Not everyone over the age of 65 needs to see a geriatric physician. However, some older adults may benefit from making this switch so that they receive the specialized care they need to be healthy, happy and confident. To make this decision for yourself, let’s discuss what a geriatrician does and the benefits to expect.

What Does a Geriatric Doctor Do?

Geriatricians are knowledgeable in treating aging adults. They focus on:

  • Aging process
  • Metabolism
  • Incontinence
  • Slips and falls
  • Memory problems
  • Dementia
  • Depression
  • Osteoporosis
  • Side effects from medications
  • Physical and emotional health

What are the Advantages?

Growing older isn’t always easy, though having the right physician can make the process smoother. A doctor who specializes in elderly care understands the physical, mental and emotional changes that happen in later life.
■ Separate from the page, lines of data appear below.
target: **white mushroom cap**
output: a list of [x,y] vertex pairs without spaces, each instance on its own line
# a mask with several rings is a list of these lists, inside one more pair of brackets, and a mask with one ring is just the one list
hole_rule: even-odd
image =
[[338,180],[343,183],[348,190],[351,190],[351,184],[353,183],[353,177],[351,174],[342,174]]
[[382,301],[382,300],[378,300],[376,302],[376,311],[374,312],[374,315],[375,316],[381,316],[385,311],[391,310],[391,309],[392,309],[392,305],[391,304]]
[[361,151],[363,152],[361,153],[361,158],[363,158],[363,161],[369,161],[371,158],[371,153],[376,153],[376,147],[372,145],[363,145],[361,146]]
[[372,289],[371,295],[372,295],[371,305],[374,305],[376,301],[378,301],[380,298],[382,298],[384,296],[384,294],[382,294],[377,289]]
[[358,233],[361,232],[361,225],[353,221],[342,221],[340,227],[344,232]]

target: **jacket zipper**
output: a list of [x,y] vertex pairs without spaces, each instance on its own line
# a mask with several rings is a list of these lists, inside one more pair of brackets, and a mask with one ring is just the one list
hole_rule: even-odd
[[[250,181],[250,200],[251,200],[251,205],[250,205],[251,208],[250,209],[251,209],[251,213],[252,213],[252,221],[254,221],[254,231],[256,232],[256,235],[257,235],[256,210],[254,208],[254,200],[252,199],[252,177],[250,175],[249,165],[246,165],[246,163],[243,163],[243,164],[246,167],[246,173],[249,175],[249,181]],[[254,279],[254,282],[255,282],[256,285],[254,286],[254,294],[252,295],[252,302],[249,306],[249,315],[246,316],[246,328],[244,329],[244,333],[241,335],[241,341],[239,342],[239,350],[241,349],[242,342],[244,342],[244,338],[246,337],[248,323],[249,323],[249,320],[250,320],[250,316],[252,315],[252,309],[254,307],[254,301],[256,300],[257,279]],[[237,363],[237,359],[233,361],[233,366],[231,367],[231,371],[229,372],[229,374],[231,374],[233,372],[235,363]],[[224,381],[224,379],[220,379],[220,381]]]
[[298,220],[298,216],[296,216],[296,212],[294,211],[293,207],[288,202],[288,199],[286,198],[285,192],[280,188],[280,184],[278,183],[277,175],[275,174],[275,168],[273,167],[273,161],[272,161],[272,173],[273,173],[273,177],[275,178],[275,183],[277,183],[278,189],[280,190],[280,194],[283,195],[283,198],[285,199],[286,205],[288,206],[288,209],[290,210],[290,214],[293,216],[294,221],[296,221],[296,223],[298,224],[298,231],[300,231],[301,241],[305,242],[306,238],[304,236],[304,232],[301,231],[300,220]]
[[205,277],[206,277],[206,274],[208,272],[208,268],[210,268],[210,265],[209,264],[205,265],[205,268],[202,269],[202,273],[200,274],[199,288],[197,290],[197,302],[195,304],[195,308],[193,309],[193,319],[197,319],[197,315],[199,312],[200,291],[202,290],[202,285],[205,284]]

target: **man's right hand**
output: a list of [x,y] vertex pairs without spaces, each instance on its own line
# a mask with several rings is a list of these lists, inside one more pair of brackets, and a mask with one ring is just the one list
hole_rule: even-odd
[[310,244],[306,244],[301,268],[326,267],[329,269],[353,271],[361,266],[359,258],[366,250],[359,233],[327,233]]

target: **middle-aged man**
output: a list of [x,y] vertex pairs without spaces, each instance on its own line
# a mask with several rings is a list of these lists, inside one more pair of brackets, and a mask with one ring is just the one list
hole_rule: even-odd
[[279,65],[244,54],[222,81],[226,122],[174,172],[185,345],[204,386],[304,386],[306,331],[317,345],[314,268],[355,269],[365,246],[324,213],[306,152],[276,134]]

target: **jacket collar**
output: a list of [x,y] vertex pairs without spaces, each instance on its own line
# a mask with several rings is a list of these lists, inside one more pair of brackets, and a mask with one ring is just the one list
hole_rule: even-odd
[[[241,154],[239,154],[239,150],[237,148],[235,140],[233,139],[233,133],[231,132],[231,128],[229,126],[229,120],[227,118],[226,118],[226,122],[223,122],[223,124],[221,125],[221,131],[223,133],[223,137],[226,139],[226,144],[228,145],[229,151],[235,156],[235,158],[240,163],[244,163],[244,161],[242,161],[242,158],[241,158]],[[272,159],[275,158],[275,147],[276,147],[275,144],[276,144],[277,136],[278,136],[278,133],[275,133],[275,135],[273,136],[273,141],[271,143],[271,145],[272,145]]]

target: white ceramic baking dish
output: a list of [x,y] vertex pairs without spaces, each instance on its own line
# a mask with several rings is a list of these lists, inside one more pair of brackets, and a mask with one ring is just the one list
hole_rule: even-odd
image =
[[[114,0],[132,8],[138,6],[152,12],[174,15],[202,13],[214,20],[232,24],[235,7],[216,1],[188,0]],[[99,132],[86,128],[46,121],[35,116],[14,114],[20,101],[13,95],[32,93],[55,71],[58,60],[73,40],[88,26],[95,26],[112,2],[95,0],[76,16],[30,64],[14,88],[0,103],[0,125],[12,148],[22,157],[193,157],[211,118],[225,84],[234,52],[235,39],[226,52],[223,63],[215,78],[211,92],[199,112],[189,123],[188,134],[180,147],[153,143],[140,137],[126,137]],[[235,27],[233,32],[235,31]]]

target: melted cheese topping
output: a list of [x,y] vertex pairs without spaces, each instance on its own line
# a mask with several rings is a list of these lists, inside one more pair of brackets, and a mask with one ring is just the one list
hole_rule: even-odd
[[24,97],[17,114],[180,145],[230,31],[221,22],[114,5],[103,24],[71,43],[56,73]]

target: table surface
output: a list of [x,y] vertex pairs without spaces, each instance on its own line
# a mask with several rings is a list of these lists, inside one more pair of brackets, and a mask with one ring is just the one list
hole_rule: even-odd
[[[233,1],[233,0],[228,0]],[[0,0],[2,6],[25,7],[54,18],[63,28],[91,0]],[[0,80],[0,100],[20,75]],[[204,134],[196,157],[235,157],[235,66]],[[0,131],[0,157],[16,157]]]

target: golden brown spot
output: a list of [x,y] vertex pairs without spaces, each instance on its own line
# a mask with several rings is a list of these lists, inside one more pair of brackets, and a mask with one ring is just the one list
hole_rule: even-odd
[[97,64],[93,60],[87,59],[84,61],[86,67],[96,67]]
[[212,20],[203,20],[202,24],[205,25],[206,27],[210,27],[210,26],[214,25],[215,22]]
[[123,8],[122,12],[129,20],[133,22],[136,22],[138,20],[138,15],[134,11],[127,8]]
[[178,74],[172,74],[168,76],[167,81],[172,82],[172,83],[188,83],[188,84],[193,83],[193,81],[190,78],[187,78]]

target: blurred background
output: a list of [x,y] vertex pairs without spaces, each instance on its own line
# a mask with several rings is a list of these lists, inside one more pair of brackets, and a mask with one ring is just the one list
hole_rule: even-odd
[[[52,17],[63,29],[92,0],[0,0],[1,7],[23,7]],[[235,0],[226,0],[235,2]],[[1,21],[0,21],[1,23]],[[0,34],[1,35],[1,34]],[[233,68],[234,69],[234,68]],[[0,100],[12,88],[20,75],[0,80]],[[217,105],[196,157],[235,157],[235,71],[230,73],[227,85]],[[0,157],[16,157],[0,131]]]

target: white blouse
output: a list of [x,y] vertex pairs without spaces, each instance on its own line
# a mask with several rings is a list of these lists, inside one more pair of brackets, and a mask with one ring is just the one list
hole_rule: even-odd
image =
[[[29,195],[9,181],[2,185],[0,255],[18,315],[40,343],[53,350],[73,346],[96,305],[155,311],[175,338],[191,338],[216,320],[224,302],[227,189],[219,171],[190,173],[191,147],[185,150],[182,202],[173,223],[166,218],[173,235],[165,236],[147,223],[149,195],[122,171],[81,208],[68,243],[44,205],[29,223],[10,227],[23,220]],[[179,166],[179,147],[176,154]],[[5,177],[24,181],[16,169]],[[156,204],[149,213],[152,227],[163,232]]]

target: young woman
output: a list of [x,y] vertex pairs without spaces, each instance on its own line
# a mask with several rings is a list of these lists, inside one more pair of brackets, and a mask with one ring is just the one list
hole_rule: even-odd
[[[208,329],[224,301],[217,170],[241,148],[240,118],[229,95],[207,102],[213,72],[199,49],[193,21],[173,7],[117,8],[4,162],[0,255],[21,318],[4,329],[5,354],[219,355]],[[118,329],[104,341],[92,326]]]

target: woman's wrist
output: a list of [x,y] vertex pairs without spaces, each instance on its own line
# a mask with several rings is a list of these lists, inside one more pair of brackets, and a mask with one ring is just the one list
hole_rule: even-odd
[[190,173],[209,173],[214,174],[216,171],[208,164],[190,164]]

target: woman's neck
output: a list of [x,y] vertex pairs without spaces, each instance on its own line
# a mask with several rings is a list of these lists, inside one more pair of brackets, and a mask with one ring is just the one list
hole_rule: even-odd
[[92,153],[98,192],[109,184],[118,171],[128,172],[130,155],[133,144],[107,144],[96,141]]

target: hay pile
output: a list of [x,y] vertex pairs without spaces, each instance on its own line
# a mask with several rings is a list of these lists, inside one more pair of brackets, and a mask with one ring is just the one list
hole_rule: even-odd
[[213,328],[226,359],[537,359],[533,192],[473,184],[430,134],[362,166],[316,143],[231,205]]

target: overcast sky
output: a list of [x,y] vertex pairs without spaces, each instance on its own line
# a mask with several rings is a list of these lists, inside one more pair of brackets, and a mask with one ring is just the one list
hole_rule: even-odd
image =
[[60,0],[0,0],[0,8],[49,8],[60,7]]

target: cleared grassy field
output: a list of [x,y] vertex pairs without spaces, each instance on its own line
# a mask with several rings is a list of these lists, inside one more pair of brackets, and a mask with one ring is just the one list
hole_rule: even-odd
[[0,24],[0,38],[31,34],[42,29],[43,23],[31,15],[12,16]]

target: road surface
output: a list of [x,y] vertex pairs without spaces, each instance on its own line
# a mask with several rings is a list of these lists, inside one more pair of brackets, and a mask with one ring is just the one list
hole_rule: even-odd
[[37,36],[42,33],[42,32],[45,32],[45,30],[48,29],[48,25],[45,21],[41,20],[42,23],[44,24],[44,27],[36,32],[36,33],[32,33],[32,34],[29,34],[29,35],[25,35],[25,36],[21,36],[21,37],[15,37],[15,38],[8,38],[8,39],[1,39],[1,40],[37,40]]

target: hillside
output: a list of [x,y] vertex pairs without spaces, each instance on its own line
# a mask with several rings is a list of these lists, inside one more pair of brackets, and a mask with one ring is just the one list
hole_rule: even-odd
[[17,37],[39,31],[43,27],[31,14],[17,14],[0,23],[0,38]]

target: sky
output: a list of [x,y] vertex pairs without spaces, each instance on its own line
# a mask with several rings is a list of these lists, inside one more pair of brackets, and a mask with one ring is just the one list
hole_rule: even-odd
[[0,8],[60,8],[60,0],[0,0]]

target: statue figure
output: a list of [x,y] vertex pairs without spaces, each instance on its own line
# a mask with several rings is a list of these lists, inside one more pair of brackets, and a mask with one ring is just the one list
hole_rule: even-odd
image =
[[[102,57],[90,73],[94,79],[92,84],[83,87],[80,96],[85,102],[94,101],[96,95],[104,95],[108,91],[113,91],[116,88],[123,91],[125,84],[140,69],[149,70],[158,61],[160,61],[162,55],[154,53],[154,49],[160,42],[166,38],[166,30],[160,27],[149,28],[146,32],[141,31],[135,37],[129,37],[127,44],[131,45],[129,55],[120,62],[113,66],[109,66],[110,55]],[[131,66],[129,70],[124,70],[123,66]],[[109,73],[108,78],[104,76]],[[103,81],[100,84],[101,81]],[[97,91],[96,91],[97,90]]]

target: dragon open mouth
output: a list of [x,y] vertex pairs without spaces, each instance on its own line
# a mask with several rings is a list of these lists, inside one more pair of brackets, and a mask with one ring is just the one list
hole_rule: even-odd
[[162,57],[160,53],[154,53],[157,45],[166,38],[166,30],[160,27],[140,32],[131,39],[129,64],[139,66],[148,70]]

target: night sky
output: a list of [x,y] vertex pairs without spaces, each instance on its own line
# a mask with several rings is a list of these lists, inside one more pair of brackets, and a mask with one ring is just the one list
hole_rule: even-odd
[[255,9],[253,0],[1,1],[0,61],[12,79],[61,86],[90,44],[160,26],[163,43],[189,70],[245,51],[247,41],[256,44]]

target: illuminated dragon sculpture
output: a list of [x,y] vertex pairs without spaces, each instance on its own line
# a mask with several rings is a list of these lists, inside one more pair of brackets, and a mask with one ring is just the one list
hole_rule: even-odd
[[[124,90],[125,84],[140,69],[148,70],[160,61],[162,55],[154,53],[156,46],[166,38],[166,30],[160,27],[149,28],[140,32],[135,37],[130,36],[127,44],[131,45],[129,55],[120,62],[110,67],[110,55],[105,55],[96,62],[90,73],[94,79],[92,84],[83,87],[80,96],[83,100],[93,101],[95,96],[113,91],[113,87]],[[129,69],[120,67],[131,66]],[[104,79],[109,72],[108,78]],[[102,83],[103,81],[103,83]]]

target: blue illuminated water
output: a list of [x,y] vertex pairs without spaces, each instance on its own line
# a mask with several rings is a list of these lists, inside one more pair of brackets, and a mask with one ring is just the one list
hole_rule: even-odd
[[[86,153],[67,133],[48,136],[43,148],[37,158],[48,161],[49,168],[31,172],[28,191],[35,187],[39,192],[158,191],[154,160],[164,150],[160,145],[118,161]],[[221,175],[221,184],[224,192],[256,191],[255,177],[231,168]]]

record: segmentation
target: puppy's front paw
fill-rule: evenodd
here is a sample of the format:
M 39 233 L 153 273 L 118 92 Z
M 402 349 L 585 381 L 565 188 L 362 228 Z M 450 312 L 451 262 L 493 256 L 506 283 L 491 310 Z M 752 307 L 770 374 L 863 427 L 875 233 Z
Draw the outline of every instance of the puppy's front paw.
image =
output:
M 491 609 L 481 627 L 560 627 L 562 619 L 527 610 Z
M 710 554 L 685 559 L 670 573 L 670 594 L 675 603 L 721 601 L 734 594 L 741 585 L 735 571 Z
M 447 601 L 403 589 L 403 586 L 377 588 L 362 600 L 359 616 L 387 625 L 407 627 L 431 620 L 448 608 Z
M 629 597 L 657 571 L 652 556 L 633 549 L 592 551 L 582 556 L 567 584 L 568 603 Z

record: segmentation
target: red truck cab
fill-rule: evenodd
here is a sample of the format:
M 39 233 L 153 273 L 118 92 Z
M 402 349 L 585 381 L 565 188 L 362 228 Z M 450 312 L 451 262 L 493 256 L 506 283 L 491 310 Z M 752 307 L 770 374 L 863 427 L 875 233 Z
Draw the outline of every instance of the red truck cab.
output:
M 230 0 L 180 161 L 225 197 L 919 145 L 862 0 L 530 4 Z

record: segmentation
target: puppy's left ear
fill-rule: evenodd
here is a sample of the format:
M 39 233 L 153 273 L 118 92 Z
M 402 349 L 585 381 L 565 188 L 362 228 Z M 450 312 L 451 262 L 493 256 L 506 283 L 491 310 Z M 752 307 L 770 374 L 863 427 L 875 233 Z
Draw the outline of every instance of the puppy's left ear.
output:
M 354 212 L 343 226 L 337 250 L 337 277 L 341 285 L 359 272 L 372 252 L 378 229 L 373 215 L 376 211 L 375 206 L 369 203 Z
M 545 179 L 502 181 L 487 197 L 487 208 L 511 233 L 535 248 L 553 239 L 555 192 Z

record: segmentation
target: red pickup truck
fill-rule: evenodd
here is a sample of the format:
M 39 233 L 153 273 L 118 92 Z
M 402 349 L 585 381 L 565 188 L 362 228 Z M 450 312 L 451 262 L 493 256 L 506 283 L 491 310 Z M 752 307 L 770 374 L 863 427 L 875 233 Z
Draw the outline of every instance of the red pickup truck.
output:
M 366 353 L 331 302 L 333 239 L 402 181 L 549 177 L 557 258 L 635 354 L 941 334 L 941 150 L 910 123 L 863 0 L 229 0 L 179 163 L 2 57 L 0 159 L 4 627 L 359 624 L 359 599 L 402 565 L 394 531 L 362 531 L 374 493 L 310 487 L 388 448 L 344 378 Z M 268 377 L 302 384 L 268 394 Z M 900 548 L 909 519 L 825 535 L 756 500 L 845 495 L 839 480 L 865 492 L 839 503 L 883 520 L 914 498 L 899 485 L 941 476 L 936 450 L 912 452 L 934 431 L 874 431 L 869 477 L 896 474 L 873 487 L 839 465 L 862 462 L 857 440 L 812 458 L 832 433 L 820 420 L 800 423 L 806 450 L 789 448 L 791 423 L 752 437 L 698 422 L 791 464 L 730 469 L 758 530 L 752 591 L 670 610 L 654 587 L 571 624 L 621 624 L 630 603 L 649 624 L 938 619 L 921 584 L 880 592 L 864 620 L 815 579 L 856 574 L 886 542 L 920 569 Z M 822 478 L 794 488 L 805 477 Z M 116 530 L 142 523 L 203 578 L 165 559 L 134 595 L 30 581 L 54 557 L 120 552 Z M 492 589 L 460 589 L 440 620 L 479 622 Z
Issues such as memory loss, incontinence and depression will be well understood.

Geriatric doctors are often comfortable discussing other issues that affect older adults such as living wills and goals of care. If you’re not sure which living environment is best – assisted living or in-home care, a geriatric doctor can make recommendations based on your physical and emotional health and wellbeing.

Should I See a Geriatrician?

Seeing a geriatric specialist is completely up to you! Geriatricians generally provide care for seniors who have a number of conditions or disabilities, though not always. If you have complications with your health, working with a more specialized doctor may be best. If you are otherwise healthy and happy with your physician, there is no reason to change.

The most important thing is not the type of doctor that you choose but who you choose. Good doctors can be hard to find. If you have a doctor who listens and takes your concerns seriously, you can continue to work with him or her for as long as you feel comfortable. Being in good hands is what matters.